547 pupils at Germany's most famous Catholic boys' choir schools, Regensburger Domspatzen, were physically or sexually abused over a 60-year period, according to a report.
A report has found that 547 pupils at one of Germany’s most famous Catholic boys’ choir schools were physically or sexually abused over a 60-year period, with some boys likening the institution to a concentration camp.
49 members of the Catholic Church at the Domspatzen choir are accused of carrying out the abuse between 1945 and the early 1990s.
Allegations of abuse at the school, which dates back over a thousand years and now tours the world to perform choral music, surfaced in 2010 and in 2015 a report was commissioned to find out what happened.

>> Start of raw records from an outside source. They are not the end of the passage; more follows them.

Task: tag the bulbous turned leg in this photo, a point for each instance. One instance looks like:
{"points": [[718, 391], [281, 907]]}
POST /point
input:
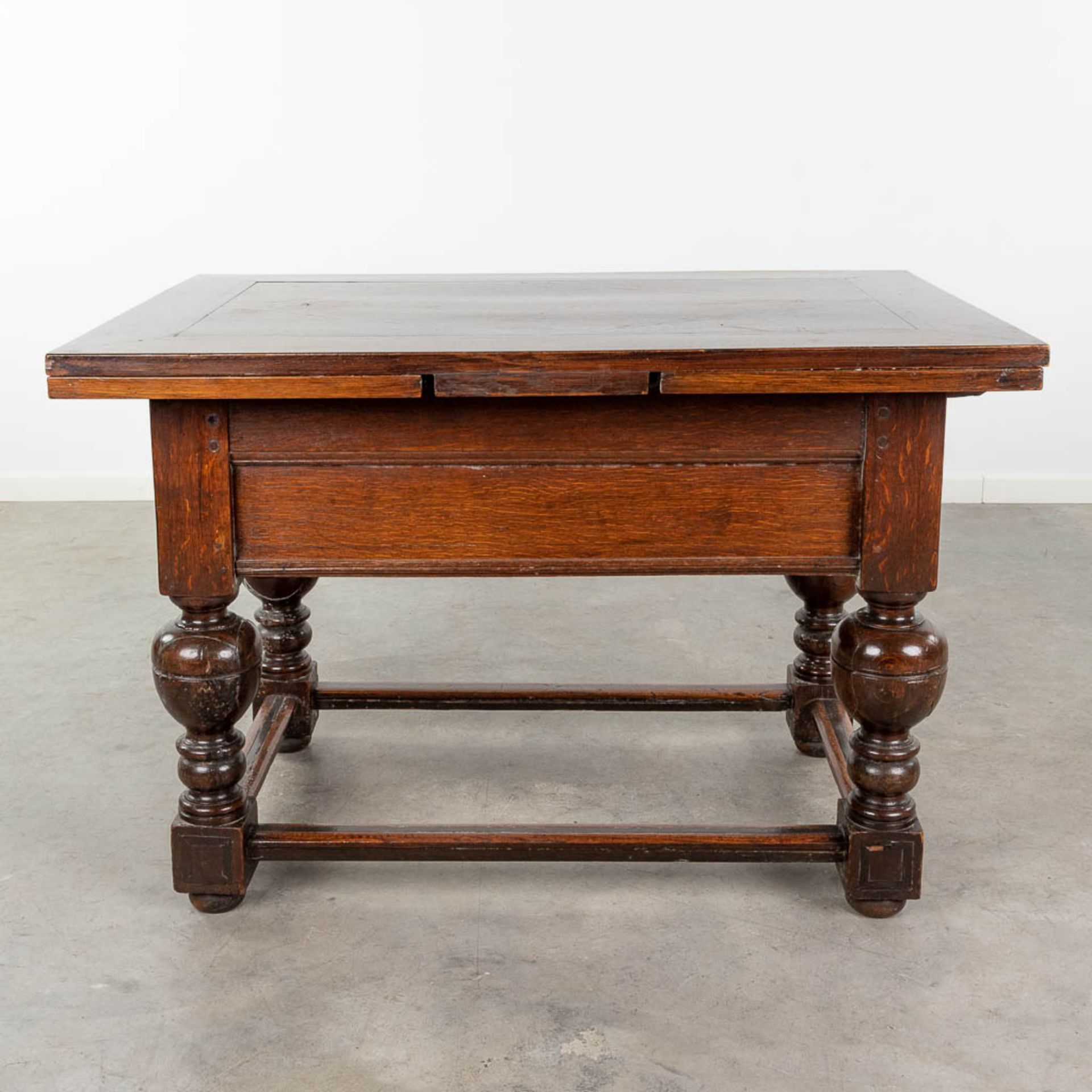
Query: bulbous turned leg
{"points": [[287, 668], [205, 667], [809, 674], [889, 668]]}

The 440-page report tells how teachers doled out physical violence including slapping boys in the face so hard that the marks could be seen the next day, whipping them with wooden sticks and violin bows and subjecting them to severe beatings.
Boys who tried to escape the “Regensburger Domspatzen”, or Regensburg Cathedral Sparrows, were hauled back into the school and beaten and humiliated in front of other boys, it said.
The choir was run for 30 years by former Pope Benedict’s XVI’s elder brother, Georg Ratzinger, who acknowledged that he had slapped pupils in the face – but said he had not realized how brutal the discipline was.
The investigation said he was “to be blamed especially for turning a blind eye and not intervening despite having knowledge”, but it did not show he was aware of sexual abuse.
Whilst the alleged perpetrators have been identified they are not expected to face criminal charges because the alleged crimes took place too long ago to be legally valid.
Meanwhile plans have been announced to offer victims compensation of between 5,000 and 20,000 euros each by the end of this year.